E di questi amichetti e non con chi ti piacerebbe cantare?
Ma sì in generale ce ne sono tanti. La collaborazione è un po’ strategia un po’ amicizia. Ci sono dei fattori che non fanno in modo che sia fattibile a volte. Anzi se posso faccio questa piccola denuncia e cioè nel mondo indie non c’è la stessa tendenza del mondo rap, ad esempio, di collaborare. Nel mondo del cantautorato ci sono delle resistenze, delle dinamiche un po’ pesanti che andrebbero smaltite. C’è un po’ di competizione. Qualche collaborazione in porto non la posso dire ma la ho. Facciamo che non te lo dico e facciamo finta che non ci sia allora, ride ndr.
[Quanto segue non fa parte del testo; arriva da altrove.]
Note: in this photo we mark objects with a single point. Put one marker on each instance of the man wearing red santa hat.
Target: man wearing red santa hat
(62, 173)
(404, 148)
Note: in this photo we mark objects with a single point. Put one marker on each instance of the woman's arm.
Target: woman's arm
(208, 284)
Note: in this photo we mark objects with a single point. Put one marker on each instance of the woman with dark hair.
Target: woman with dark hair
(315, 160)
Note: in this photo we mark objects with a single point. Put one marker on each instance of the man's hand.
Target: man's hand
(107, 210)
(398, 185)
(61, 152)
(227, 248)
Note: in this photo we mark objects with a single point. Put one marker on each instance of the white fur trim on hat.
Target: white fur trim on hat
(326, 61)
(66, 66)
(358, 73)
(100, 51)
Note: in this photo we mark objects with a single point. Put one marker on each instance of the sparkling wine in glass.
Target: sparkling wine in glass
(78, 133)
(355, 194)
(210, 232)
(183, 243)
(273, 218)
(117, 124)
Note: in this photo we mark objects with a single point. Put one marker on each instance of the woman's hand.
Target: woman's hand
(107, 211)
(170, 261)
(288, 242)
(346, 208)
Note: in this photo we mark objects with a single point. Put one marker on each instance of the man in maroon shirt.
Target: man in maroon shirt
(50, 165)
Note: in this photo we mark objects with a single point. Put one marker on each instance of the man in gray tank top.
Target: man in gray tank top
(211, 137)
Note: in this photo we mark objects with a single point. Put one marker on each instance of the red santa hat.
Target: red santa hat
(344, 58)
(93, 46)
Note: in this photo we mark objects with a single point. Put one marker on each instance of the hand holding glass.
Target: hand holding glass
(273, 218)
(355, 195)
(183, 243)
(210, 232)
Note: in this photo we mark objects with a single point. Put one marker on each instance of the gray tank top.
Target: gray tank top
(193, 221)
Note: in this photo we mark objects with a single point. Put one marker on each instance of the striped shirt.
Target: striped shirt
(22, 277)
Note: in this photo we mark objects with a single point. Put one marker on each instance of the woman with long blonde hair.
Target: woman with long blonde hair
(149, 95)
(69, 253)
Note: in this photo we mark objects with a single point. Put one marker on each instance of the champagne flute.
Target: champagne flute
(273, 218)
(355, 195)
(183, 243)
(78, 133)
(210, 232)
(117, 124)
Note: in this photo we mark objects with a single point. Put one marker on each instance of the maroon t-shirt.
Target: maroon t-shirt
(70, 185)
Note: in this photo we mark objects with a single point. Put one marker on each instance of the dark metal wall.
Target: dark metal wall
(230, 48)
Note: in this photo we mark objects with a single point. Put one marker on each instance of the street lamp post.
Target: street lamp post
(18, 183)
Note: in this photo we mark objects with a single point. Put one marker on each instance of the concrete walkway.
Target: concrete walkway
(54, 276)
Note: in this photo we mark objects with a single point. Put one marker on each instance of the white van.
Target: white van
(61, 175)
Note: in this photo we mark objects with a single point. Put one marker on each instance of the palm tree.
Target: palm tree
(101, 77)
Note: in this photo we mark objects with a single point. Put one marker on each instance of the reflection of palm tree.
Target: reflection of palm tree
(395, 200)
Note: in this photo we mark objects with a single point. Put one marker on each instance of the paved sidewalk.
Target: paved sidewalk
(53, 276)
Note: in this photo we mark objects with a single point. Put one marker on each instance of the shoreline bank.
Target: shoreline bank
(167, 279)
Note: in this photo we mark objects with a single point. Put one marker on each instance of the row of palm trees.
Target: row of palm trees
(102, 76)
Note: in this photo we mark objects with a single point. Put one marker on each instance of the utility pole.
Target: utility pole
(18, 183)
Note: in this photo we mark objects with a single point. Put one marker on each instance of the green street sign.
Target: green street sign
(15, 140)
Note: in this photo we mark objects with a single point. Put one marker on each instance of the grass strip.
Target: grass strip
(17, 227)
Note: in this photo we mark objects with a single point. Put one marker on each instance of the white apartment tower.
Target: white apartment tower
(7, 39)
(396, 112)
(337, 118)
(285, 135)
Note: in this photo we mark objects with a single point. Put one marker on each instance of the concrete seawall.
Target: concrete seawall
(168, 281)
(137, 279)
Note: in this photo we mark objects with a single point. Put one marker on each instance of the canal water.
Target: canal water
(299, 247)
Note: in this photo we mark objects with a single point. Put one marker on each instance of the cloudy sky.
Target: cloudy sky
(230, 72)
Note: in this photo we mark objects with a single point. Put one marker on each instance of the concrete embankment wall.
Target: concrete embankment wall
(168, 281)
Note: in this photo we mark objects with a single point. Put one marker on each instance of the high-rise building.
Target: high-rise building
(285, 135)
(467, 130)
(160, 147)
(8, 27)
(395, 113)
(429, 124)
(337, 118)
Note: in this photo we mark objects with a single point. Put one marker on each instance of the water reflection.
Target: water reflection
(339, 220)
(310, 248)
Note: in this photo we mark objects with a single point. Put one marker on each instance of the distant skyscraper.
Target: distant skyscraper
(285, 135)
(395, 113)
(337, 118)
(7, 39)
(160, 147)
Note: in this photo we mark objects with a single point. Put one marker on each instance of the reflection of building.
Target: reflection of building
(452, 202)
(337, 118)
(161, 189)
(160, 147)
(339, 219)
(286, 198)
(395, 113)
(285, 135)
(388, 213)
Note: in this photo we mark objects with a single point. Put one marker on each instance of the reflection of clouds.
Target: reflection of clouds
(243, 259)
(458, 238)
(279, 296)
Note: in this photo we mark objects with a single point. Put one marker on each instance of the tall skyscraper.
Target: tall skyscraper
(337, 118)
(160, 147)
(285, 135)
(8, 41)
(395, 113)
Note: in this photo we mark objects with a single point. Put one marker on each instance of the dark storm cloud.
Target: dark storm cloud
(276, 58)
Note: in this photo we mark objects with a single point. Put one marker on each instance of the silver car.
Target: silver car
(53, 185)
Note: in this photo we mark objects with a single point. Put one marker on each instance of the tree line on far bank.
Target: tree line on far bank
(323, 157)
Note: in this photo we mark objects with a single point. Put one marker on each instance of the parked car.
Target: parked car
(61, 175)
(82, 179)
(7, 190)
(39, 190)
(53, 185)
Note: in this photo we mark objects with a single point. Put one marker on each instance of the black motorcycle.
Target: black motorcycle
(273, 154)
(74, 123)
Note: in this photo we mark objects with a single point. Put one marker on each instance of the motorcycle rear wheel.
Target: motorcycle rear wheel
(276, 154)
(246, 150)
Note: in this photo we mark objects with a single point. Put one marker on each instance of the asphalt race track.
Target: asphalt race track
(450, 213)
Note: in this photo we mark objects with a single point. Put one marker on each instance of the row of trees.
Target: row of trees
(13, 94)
Prima o poi uscirà.
Comunque tu hai già iniziato con qualche live, no?
A maggio ero stato ospite di un festival letterario mentre a Bologna la scorsa settimana ho suonato con Bianco all’Arena Puccini, al Locomotiv ed era una data zero perché organizzata prima del disco. Non era previsto che il disco uscisse il 4 giugno ma non volevamo proprio perdere la data .Mi sembrava anche brutto comunicarlo e non vedevo l’ora di suonare! La data ufficiale di inizio è quella del 9 giugno a Milano, al Magnolia. Io ho fiducia anche nell’inverno. Spero nei club. Non vedo l’ora che le persone tornino a sedersi l’una sull’altra.